Nicolas Offenstadt is an internationally renown expert on uses and misuses of history, involved in many public debates on this topic.
He is currently visiting Professor at the European University Viadrina (Frankfurt Oder, Germany). He holds a PHD and a French aggregation in history as well as a degree from Sciences Po Paris (Paris IEP). A former member of the Thiers Foundation, he taught at Sciences Po Paris and at Toulouse II University. An Associate Professor with habilitation (HDR) in history at Paris I-Panthéon-Sorbonne University, he studies the practices of war and peace in the Late Middle Ages and the Contemporary period.

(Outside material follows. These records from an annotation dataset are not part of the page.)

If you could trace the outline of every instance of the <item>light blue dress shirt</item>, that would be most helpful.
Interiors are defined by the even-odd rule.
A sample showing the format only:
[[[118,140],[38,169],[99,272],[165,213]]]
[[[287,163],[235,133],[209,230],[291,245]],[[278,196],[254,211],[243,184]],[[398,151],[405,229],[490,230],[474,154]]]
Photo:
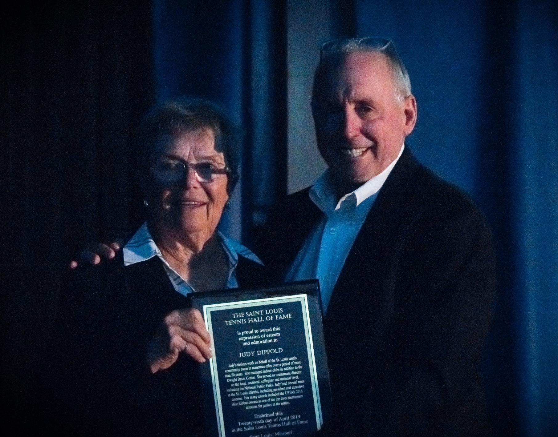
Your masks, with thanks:
[[[405,144],[401,146],[397,157],[382,173],[338,201],[329,169],[310,189],[310,198],[324,216],[308,235],[285,281],[317,278],[324,313],[357,235],[404,147]]]
[[[220,231],[217,232],[219,241],[221,243],[225,253],[229,259],[229,278],[227,283],[227,288],[235,288],[238,287],[234,270],[238,264],[238,256],[244,256],[259,264],[263,264],[256,254],[246,246],[238,241],[230,238]],[[157,256],[163,262],[165,271],[169,279],[172,283],[175,290],[185,296],[188,293],[195,291],[194,288],[185,280],[176,271],[171,267],[167,260],[163,258],[161,251],[157,247],[151,232],[150,232],[147,222],[146,222],[136,231],[134,236],[126,243],[122,249],[124,257],[124,265],[129,265],[136,263],[146,261],[153,256]]]

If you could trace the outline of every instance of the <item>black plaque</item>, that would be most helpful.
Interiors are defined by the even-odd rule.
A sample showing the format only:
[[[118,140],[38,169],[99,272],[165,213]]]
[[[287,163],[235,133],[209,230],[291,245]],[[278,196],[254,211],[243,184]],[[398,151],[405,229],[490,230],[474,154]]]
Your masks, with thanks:
[[[208,435],[307,436],[331,409],[318,281],[191,295],[211,335]]]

His PHD focused on peace discourses and gestures during the Hundred Years War. (Faire la paix au Moyen Age, Odile Jacob, 2007). He also teaches historiography and the history of the Great War.
He recently co-directed an encyclopedia of historiography in two volumes, published by Gallimard (Historiographies, concepts et débats, 2010), and published the new Que-sais-je Historiographie (2011). A specialist of the First World War, he was the lead author of a collaborative research on the "Chemin des Dames", published by Stock: Le Chemin des Dames, de l’événement à la mémoire (2004, paperback 2012).
After his early research work on pacifism in the inter-war years, he published Les Fusillés de la Grande Guerre et la mémoire collective (1914-1999), Editions Odile Jacob, 1999 (new edition 2009), La Grande Guerre en trente questions (2007).
He is currently working on town criers and on the shaping and building of the memory of the First World War in France and Germany (14-18 aujourd’hui la Grande Guerre dans la France contemporaine, Odile Jacob, 2010).
His recent publications include: La Grande Guerre. Carnet du centenaire, Paris, Albin Michel (with André Loez) and En place publique. Jean de Gascogne, crieur au XVe siècle (Stock).